Liberal kişilik, bütün bu bahislerde “sinsi” bir “anti-emperyalist” zihniyet ve dahası -her “anti-emperyalizm”i milliyetçiliğin utangaç hali olarak düşündüğü için de- “ulusalcı” bir damar bulabilir; ki bu eşdeğerlik zincirinin bizi ırkçılığa, onun da faşizme götürmesi pek muhtemeldir. (Bir televizyon programında konuşurken “Çok uluslu şirketler, milli olan... milli değil de, o toprağa, o coğrafyaya ait her şeyden orayı arındırmaya çalışıyor; biz çok uluslu şirketlerin bir şeyler satmaya çalıştığı insanlarız” dediği için faşist ilan edilen aktörün başına gelen de budur.) Dolayısıyla, “ne kadar sivil ve anti-militarist” olduğunu sorduğunuz bir paragrafınız liberal kişiliğin söyleminde pekala örtük faşizan niyetlerinizin dillenmesi muamelesi görebilir!

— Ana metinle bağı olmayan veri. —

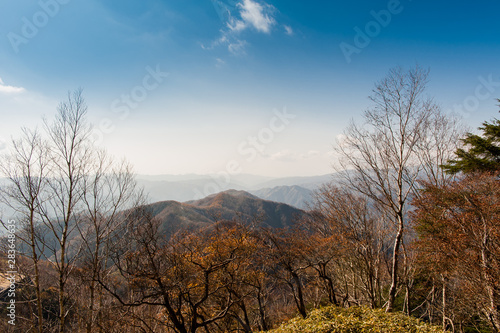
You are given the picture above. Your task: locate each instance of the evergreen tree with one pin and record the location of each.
(481, 152)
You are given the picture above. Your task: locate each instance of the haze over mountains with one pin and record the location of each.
(295, 191)
(229, 205)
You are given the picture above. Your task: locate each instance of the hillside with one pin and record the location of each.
(228, 205)
(295, 195)
(356, 319)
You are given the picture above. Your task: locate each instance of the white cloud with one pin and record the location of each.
(289, 156)
(219, 63)
(10, 89)
(237, 48)
(244, 15)
(254, 14)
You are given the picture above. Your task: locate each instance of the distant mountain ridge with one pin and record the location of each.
(290, 190)
(224, 206)
(294, 195)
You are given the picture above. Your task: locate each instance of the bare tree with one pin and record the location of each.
(71, 197)
(26, 168)
(384, 157)
(109, 192)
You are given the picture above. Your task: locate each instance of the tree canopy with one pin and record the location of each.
(481, 152)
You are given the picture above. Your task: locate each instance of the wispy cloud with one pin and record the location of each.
(5, 89)
(288, 155)
(256, 15)
(245, 15)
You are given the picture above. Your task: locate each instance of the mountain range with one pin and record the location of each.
(224, 206)
(295, 191)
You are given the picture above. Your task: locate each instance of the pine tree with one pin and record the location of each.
(481, 153)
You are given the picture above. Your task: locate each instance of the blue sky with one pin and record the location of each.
(204, 77)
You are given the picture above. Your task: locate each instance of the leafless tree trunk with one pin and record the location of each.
(384, 157)
(25, 169)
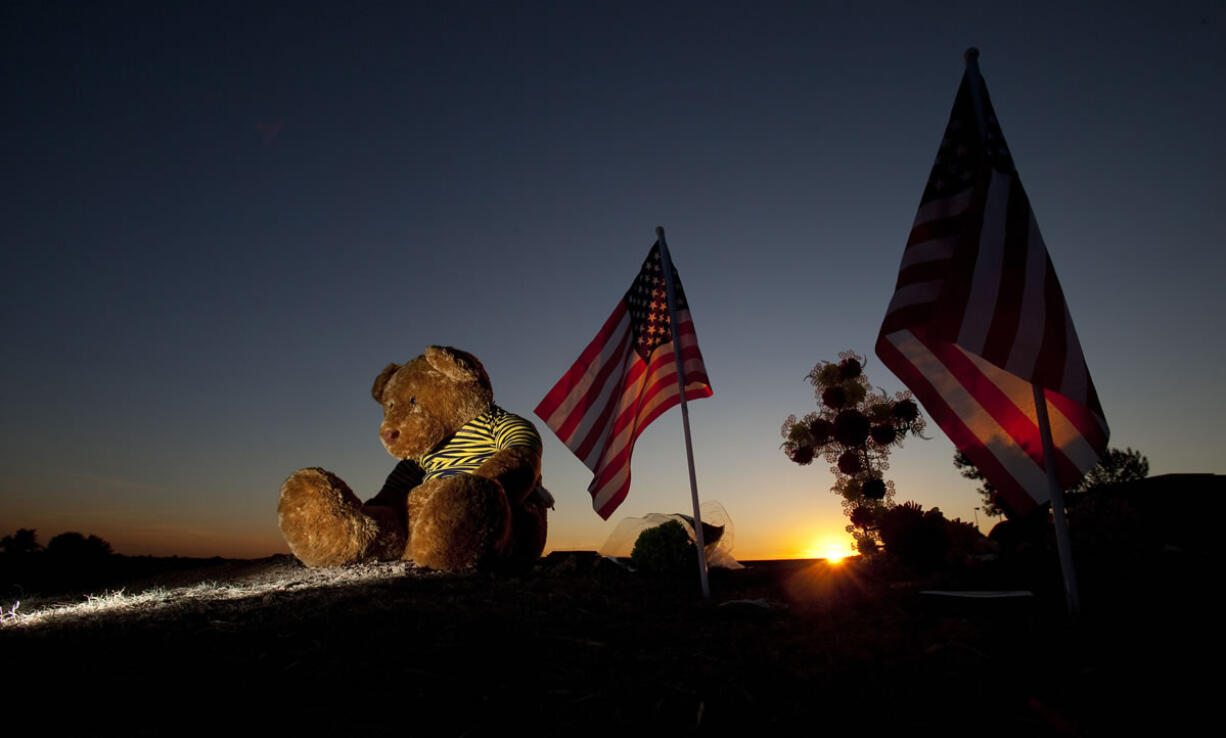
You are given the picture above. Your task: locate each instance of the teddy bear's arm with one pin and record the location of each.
(517, 468)
(400, 482)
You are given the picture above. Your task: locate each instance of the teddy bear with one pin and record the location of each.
(466, 493)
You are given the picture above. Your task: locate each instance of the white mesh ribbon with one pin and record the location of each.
(717, 532)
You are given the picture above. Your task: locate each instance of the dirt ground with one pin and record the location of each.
(582, 646)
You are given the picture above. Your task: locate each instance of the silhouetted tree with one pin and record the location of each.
(75, 546)
(1115, 467)
(23, 541)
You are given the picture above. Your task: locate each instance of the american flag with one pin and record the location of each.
(978, 316)
(625, 379)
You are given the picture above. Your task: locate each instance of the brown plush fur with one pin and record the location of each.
(479, 520)
(335, 530)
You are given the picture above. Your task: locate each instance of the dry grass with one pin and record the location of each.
(584, 647)
(245, 584)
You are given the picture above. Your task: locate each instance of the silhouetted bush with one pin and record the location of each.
(22, 542)
(75, 546)
(663, 549)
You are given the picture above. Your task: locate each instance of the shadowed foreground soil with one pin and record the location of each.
(582, 647)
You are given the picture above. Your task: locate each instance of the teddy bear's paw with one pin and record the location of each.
(323, 520)
(459, 522)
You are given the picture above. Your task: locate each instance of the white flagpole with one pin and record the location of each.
(667, 266)
(1063, 544)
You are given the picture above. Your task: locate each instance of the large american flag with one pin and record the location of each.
(978, 316)
(625, 379)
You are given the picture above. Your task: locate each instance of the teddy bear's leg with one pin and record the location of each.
(529, 533)
(459, 522)
(325, 524)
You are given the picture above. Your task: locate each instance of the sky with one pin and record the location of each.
(218, 221)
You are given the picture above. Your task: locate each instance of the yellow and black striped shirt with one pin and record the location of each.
(481, 438)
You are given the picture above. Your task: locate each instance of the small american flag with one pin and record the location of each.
(978, 316)
(625, 379)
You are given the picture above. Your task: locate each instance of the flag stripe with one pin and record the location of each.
(573, 389)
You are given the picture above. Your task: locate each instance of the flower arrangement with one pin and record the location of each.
(853, 428)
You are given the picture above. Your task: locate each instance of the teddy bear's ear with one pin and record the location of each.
(381, 381)
(455, 364)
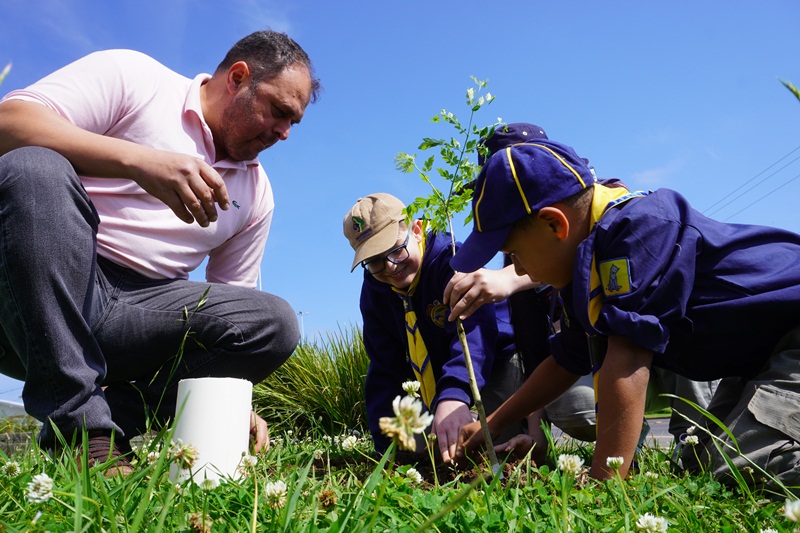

Son olarak, “iyi ama benim Converse ayakkabı giymem niye Nike’ın militarist tezgâhlarına destek sayılsın?” gibi bir itirazla da karşılaşabiliriz. İşte bu noktada, ideolojinin maddiliği bahsine girmiş oluruz. Siz neye inanırsanız inanın, kendinizi ne kadar anti-militarist hissederseniz hissedin, “orada”, ayaklarınızın altında cisimleşmiş, ayaklarınızı saran bir ideoloji var. Althusser’in bize hatırlattığı üzere, ne demişti Pascal? “İnanman gerekmiyor, diz çök, dudaklarını kımıldat, dua ediyormuş gibi yap, yeter”. Elbette Nike’ın sivilliğine de inanmamız gerekmiyor; zaten o da bizden bunu beklemiyor; ürettiği ayakkabıyı giyelim yeter! Sivil ve liberal kafalarımızı çocuk işçilerin ellerinin üstüne basa basa gezdirmemizde ne gibi bir “barbarlık” olabilir ki, değil mi?..

Ama belki de, Marx’ın bize gösterdiği üzere, “sivil toplum”un “burjuva toplum” olduğunu ve içinde bir “canavarlık” barındırdığını hatırlayacak olursak, Converse ayakkabı sivilliğinin gerçekten de bir “sivillik” olduğunu teslim etmeliyiz.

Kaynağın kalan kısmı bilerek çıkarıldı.